SERMON: Love is Fulfilling of the Law

SERMON: Love is Fulfilling of the Law

A sermon preached by Graham Low at St Mary’s, Iffley on 15th March 2023

At a first hearing we might think that these are the most extraordinary words Jesus speaks in the whole of the Sermon on the Mount. He says he is speaking about the eternal character of law. By contrast Paul says that Christ is the end of the Law (Romans 10.4). Again and again we see Jesus breaking what Jews called the law: he does not observe ritual hand washings, he heals the sick on the sabbath, in spite of the law forbidding such healings. He is condemned and killed because of breaking the law. And yet here he seems to speak with a veneration for the law which no rabbi could exceed. Not even one tiny stroke of a letter of the law will ever pass away, so permanent is the law.

As we reflect on today’s gospel, we need to remember that the Jews used the expression the law in four ways. Firstly it meant the Ten Commandments, secondly it meant the first five books of the Old Testament, the Pentateuch, literally five rolls, the most important part of the Bible for them, thirdly the Law and the Prophets meant the whole of the Old Testament as we know it, and fourthly it referred to oral or scribal law. In Jesus’ time it was this oral or scribal law which was most often referred to, and which Jesus utterly condemned.

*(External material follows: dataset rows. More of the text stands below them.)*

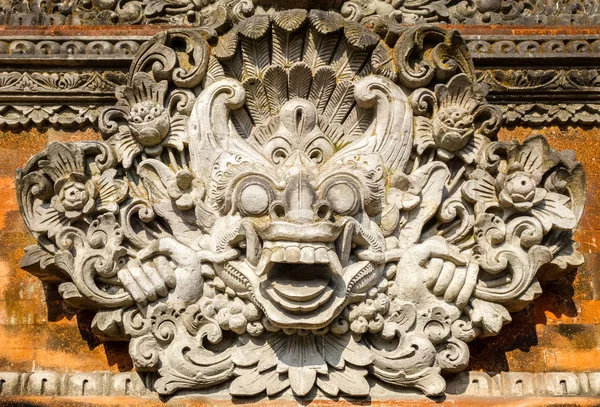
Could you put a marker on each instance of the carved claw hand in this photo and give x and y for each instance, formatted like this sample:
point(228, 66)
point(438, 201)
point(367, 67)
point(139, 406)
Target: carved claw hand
point(444, 270)
point(146, 280)
point(153, 274)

In the Old Testament there were relatively few rules and regulations but many broad principles, which people interpreted and applied under God’s guidance. If something was not explicitly in the law then it was considered to be there implicitly. Thus out of the law it was possible to deduce rules for every life situation. The task of scribes was to reduce the great principles down to thousands of individual rules and regulations, based on often complex definitions. As an example, healing was understood to be work, and so not allowed on the sabbath, except when there was a danger to life, and even then it could only happen to stop things getting worse. Thus a wound could be bandaged but no ointment applied.

The scribes were those who worked out the rules and regulations. The Pharisees, whose name means separated ones, kept themselves apart from ordinary life in order to keep these regulations. For many centuries the scribal law was not written down, but a summary called the Mishnah was eventually written down, with later huge commentaries on the rules, called Talmuds. Strict orthodox Jews saw keeping these regulations as a matter of life and death and eternal destiny. Very clearly keeping rules and regulations formulated by the scribes and Pharisees was not Jesus’ understanding of the Law.

The Ten Commandments, which remain foundational, may be summed up as an expression of reverence for God and of profound care for all that God has created. Jesus said that the emphasis was on mercy rather than on sacrifice. It was a way of love rather than of legalism: a way not of prohibitions and control, but a way of moulding our lives on the positive commandment to love. This is what he sought to fulfil.

It could have been said in Jesus’ time, as today, that it was theoretically possible for a person to fulfil the demands of the law. But it is clearly not even theoretically possible to satisfy the unlimited claims that love has upon each one of us. The unlimited love that is offered to us in this eucharist is beyond our imagination. In spite of all our shortcomings, let us now accept God’s welcome to this gift of unbounded love. And, sustained in faith, and stimulated by hope, may we pour out this gift of unbounded love upon our world. Amen.